Adobe Stock erklärt seinen Suchalgorithmus: Erste Lehren

Der Suchalgorithmus einer Bildagentur gehört zu den stärks­ten Betriebsgeheimnissen. Besonders pikant ist das, weil die­ser Algorithmus wesent­lich dar­über ent­schei­det, ob man als Fotograf mit die­ser Bildagentur viel Geld ver­dient oder nicht (YouTuber kön­nen da ein Lied von sin­gen).

Weil die­ser Suchalgorithmus so geheim ist, kann man nur Mutmaßungen dar­über anstel­len, wel­che Kriterien genau rele­vant sind, um bei einer Bildersuche weit oben zu erscheinen.

Manchmal geben die Entwickler jedoch selbst einen sel­te­nen Einblick in ihre Arbeit. So kürz­lich bei die­sem sehr span­nen­den Artikel von Fengbin Chen, Machine Learning Engineer bei Adobe.

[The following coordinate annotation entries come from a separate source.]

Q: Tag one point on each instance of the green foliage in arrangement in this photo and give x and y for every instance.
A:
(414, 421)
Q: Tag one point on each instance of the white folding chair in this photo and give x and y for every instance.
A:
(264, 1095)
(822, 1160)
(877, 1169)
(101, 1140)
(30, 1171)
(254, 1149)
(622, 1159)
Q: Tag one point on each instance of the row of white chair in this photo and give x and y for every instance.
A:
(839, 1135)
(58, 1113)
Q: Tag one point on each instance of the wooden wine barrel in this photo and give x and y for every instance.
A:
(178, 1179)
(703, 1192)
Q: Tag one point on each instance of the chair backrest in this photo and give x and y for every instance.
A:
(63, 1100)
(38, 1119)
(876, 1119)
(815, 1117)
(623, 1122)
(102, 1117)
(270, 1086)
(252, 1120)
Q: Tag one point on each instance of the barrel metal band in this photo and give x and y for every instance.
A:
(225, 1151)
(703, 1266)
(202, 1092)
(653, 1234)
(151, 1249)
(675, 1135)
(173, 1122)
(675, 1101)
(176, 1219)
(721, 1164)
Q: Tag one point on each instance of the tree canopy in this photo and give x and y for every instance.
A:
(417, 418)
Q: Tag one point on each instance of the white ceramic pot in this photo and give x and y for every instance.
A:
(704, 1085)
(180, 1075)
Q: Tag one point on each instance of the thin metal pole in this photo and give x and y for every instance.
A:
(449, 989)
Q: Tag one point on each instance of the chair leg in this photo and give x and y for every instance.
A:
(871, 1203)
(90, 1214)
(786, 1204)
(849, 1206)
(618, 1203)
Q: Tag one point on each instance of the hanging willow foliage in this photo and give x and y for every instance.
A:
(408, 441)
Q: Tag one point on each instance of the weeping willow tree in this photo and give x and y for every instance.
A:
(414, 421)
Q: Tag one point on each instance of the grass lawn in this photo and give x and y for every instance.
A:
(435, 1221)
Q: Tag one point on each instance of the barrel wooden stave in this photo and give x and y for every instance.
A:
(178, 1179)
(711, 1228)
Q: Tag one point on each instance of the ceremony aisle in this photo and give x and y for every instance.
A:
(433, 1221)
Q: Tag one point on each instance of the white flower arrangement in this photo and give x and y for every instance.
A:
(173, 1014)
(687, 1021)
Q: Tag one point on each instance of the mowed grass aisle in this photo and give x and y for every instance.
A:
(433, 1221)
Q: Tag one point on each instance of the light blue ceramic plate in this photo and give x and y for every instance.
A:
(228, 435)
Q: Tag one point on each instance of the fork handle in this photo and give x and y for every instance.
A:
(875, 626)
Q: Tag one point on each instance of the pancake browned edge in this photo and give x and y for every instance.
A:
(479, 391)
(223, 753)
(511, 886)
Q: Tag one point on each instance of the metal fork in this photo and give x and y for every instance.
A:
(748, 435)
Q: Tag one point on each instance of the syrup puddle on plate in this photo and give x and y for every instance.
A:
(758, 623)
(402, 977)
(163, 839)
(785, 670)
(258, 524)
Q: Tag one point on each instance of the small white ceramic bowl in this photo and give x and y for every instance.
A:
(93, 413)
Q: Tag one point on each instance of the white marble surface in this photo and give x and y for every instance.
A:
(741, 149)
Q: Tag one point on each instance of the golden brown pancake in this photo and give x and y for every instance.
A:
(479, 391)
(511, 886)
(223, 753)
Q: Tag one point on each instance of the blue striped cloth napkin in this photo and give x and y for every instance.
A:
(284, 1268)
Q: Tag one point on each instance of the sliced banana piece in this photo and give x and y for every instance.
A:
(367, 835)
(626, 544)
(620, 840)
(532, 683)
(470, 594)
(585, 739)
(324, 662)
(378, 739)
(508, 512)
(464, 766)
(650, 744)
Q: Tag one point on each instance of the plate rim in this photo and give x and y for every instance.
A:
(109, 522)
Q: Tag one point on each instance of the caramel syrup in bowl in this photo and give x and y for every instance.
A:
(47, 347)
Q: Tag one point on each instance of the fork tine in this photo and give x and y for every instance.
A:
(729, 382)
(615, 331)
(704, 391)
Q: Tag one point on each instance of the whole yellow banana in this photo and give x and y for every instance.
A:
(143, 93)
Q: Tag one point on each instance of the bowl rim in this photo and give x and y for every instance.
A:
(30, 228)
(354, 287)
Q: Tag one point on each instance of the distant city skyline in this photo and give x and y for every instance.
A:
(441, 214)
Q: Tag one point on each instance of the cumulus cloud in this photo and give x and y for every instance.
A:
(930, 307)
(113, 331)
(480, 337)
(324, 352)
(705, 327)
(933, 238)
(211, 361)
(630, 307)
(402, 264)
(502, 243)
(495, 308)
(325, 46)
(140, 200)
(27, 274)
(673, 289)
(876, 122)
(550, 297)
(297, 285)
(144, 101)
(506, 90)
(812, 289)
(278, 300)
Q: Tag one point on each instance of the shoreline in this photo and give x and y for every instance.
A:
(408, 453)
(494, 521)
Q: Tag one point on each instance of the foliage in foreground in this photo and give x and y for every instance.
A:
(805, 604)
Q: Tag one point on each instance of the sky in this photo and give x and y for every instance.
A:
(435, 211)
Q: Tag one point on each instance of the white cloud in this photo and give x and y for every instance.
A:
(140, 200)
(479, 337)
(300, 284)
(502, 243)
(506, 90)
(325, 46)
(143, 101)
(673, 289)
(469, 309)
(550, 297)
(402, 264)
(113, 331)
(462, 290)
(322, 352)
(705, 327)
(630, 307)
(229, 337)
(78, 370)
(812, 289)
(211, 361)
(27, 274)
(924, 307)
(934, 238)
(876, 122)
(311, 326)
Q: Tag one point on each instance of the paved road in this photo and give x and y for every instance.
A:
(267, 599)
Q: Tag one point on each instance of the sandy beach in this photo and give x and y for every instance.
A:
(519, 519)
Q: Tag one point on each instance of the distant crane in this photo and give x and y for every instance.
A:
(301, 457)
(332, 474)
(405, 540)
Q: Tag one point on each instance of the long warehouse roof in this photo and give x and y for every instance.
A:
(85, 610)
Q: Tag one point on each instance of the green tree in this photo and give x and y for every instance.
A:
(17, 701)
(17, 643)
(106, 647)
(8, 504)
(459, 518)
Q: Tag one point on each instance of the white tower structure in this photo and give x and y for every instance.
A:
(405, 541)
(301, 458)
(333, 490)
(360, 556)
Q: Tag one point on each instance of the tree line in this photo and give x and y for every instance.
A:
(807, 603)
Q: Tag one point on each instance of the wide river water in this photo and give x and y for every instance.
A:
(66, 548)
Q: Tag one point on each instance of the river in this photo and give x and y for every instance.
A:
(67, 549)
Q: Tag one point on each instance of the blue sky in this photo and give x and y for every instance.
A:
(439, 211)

In die­sem Artikel wer­den ers­tens eini­ge beob­ach­te­te Verhaltensweisen von Bildkäufern auf­ge­zählt. Dazu zäh­len zum Beispiel:

  • Kunden scrol­len sel­ten in den Suchergebnissen und schau­en sel­ten mehr als die ers­te Seite der Suchergebnisse an
  • Abo-​Kunden benut­zen häu­fig die glei­chen Suchbegriffe, jedoch mit ande­ren geplan­ten Endnutzungen im Hinterkopf, wes­halb die Topresulte nicht die glei­chen blei­ben sollten
  • Kunden laden Bilder oft run­ter, um die­se wei­ter­zu­ver­ar­bei­ten, vie­le suchen nach Inspirationen durch Stock-​Bilder, die sie für ihre fina­len Projekte bear­bei­ten können
  • Bilder auf der ers­ten Trefferposition haben mehr als zehn Mal zu vie­le Downloads wie Bilder auf der drei­zehn­ten Trefferposition.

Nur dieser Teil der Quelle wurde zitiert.